Life and death in Varanasi
In the western world death is largely a mystery; people rarely talk of their death. But in Varanasi, one of the oldest and most spiritual living cities in world, death is deeply ingrained in everyday life. The Hindus believe that those who die and are cremated in Varanasi, their soul will be transported to heaven and are freed from the endless cycle of birth and death, avoiding returning to Earth as a cow or a frog in your next life. In a culture that believes in reincarnation, this concept called “moksha” is profound.
Varanasi is built along the Ganges River – the most sacred River in India. It swings in a wide bend where large cement buildings glide straight up at its banks. Spanning the riverside is a series of vast steps known as “ghats” – places for bathing, laundry and transportation. These ghats are the epicenter of the spirituality that charges this city, helping this crazy city transcend to one that embodies divinity. There are around 80 ghats leading down to the Gange, all have different history surrounding them and two of them are burning ghats where the cremations take place. Harishchandra, the smaller of the two, is open for cremation of all castes and religions. The larger, Manikarnika, is reserved for Hindus.
The funeral pyres burn nonstop, day and night 365 days a year. All who work in helping cremate bodies are of a Dom (the untouchables) cast and it is their destiny and duty to do so for centuries. The Doms are keepers of the sacred fire, which is never allowed to die down. These eternal flame believed to have emanated from Lord Shiva himself, the patron deity of Varanasi. It is said that their work is so terrible, that when a new child is born into their caste, they weep, and when a Dom dies, they celebrate.

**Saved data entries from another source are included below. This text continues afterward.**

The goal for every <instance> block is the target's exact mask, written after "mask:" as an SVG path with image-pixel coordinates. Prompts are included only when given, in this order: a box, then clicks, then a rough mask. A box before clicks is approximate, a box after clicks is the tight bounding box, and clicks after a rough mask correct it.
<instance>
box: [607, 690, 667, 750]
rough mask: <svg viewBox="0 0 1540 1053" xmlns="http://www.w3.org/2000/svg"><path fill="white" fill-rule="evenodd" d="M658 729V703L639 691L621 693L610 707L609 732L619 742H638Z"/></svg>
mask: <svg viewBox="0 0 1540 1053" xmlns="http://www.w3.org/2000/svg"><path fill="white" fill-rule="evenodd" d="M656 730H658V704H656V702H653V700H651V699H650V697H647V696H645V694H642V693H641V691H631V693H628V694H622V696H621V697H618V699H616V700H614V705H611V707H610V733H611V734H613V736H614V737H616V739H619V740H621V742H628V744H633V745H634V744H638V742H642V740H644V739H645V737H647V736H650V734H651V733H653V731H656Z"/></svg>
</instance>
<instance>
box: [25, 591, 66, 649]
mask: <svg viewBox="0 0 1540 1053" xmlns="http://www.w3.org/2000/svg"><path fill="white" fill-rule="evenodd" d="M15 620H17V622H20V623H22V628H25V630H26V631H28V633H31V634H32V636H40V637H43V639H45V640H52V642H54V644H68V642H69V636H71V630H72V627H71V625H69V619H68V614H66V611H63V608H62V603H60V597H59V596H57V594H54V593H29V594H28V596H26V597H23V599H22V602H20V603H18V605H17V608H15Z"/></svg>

People come from all over to pray, collect sacred water and bathe. They pay much money and take much effort to bring their loved ones to the holy river, to give them the most sacred of farewells. Some even come to die. Surrounding the cremation grounds are many hospices, where the suffering and elderly arrive from all India leaving their families to just die here.
In Varanasi, death is an inseparable shadow of life. Stiff corpses wrapped in golden fabric blazing on riverside funeral pyres are a common sight. Life and death exist side by side, played out on the ghats alongside India’s most holy river. Life does not stop here, like the river it flows. Not even death can make it stop. Like the Ganges it takes along everything that comes its way.